I was just testing some other distributions and all seem to have a GUI tool to:
install new packages
search for packages by name/description
remove packages
update the system
Is anyone working on this for NixOS?
I’d imagine at the very least this could be a little frontend for nix-env -i and nixos-rebuild. Ideally, you’d want to modify some of the declarative configuration, too.
Wouldn’t this be fairly difficult? There are so many ways to install software declaratively both implicitly and explicitly. On top of that configuration.nix can be a web of imports.
It seems like it would be fairly easy to to put a graphical tool on top of ad-hoc package management. On the other hand, in my limited experience, the power of nixos comes from the repeatability created by declarative configuration.
You’re totally right. On top of what you mentioned, the tool would ideally parse and interpret/serialize Nix, so as not to randomly break your config (because you’re using text replacements or something horrendous like that ).
However, at least installation/removal of packages could be “solved” by assuming a gui-installed-packages.nix exists which contains a list of packages managed by the tool.
Edit: Just to clarify, I’m not talking about a tool that replaces all the nice things you can do with the Nix language. It’s more from the perspective of a casual Nix user where installing, updating and maybe enabling services is all that’s needed.
Hi, Regarding a GUI tool for Nix, I think we may consider Nix and NixOS separately.
Considering NixOS, graphical tools can be interesting for beginners but this can be difficult to implement: we have to define a more standard way to install packages, implement a graphical installer for NixOS, implement a graphical package manager or integrate Nix in existing package managers (such as gnome-software-manager)… In addition, this should be compatible with our current workflow based on editing Nix files. Finally, it would also be nice to have a graphical tool for “per-project” configurations, which is, in my opinion, a killer feature of Nix for “normal” users (for example, to create a working Python environment without having to use virtualenv/conda/whatever).
On the other hand, I think it would be very beneficial to have a graphical tool for using Nix on other distributions than NixOS because it can solve widespread problems: let a normal user install software, install applications that are not in the distribution software repository. In fact, I’m quite tired of reading forum/chat/blog posts presenting snap/flatpak as a good solution while Nix is better on almost all points: more mature, more packages, better isolation/sharing, etc. The main drawback of Nix seems to be advertising…
It’s got some of what you’re looking for. We provide a web app for:
Installing new packages to globally synchronized profiles
Searching for packages by name description
Remove packages from profiles
Right now, we don’t have support for updating NixOS configurations or other declarative config directly in the GUI because at this stage, flox is mainly designed for making Nix packages easier to use, instead of making NixOS easier.

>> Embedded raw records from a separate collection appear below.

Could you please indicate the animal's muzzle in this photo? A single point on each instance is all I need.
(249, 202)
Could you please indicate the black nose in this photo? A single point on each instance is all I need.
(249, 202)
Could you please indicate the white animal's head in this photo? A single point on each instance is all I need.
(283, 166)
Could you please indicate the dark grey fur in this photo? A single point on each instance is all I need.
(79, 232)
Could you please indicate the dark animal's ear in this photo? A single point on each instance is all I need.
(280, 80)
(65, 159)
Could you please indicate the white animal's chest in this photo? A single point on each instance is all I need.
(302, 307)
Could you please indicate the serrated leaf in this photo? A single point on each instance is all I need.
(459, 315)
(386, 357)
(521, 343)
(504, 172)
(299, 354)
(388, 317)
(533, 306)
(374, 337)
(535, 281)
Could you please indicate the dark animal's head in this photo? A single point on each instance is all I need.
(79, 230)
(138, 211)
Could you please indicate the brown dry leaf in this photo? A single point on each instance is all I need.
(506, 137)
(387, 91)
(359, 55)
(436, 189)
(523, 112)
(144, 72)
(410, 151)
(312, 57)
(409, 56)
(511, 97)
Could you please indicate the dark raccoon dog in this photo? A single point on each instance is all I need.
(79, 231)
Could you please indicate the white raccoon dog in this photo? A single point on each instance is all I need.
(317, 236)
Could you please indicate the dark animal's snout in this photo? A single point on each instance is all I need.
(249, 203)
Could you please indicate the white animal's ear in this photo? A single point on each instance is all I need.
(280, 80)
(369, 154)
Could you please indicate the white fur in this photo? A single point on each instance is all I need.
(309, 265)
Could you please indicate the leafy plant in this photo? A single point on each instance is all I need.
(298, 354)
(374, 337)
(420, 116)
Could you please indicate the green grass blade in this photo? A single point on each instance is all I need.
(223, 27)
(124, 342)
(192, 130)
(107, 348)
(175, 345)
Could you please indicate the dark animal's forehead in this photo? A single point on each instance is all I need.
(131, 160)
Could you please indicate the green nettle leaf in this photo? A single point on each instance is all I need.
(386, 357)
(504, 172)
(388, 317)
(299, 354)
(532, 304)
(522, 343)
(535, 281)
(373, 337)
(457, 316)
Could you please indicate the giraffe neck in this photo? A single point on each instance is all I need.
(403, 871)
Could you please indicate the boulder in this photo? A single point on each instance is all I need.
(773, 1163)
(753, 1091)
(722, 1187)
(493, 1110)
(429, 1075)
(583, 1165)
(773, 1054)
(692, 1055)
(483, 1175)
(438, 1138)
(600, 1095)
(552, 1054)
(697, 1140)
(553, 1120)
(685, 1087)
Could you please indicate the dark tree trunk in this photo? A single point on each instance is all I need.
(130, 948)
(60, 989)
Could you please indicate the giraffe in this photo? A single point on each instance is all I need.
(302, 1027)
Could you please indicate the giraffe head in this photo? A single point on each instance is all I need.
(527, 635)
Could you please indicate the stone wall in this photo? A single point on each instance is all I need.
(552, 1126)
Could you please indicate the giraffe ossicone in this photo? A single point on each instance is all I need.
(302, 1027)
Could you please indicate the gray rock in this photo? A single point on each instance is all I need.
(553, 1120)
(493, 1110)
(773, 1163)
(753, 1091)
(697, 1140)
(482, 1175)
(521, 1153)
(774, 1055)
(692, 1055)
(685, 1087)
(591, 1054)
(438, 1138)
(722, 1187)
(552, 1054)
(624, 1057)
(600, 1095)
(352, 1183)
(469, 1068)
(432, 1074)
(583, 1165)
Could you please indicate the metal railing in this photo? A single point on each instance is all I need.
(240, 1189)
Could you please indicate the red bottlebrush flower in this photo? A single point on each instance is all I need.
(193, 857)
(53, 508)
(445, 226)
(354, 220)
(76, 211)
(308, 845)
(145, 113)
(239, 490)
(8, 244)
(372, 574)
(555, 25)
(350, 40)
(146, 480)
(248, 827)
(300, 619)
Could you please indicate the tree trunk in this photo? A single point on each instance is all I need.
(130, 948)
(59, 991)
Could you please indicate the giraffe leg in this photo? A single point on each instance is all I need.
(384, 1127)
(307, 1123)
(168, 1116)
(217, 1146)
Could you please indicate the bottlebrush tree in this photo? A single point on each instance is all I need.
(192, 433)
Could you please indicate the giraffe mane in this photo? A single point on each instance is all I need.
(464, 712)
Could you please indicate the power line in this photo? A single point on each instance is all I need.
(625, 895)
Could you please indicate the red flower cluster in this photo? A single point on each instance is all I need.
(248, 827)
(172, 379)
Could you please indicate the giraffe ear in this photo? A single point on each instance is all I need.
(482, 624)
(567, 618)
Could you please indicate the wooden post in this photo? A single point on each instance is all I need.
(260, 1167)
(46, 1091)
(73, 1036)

We’d love to hear what you think if you have a chance to take a look or play with it.
Between nixos-manager, nix42b, nix-gui, and possibly other candidates, does anyone care to share their personal opinion on the best of the bunch, for NixOS newbies?
Constant copy/pasting then doing cat $(realpath /nix/store/...) recursively by-hand is tedious. Should be a better way to view and navigate a drv and its dependencies? This would be a simple project, and it could even be a tui.
I haven’t used it much, but just for browsing derivation dependency graphs with a tui I think nix-tree already does that? Maybe that doesn’t do exactly what you want, but throwing it out there in case.